Un manifestant blessé a été arrêté et placé à l'arrière d'un camion de police, le 26 février 2021.

«Cette révolution doit gagner»

L’ambassadeur de la Birmanie aux Nations unies, Kyaw Moe Tun, a appelé vendredi d’une voix émue à «Mettre fin au coup d’État militaire». «Nous avons besoin de l’action la plus forte de la communauté internationale pour immédiatement mettre fin au coup d’État militaire, mettre fin à l’oppression du peuple innocent et rendre le pouvoir de l’État au peuple», a déclaré Kyaw Moe Tun lors d’une session spéciale de l’Assemblée générale consacrée à la Birmanie.

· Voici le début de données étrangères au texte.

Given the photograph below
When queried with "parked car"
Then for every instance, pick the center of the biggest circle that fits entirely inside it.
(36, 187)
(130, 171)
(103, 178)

En quelques phrases en birman, il a demandé à ses «Frères et sœurs» de poursuivre le combat contre la junte. «Cette révolution doit gagner», at-il lancé, achevant son discours d’une douzaine de minutes sous les applaudissements avec trois doigts levés, le geste de ralliement des manifestants.

Le dernier cas d’ambassadeur s’élevant en séance contre ses autorités à l’ONU remonte à 2011 lorsque le représentant libyen s’est présenté au dictateur Mouammar Kadhafi en pleine révolte libyenne. «Nous allons montrer aux militaires [birmans] que leurs actions ont des conséquences », a prévenu l’ambassadrice américaine à l’ONU, Linda Thomas-Greenfield.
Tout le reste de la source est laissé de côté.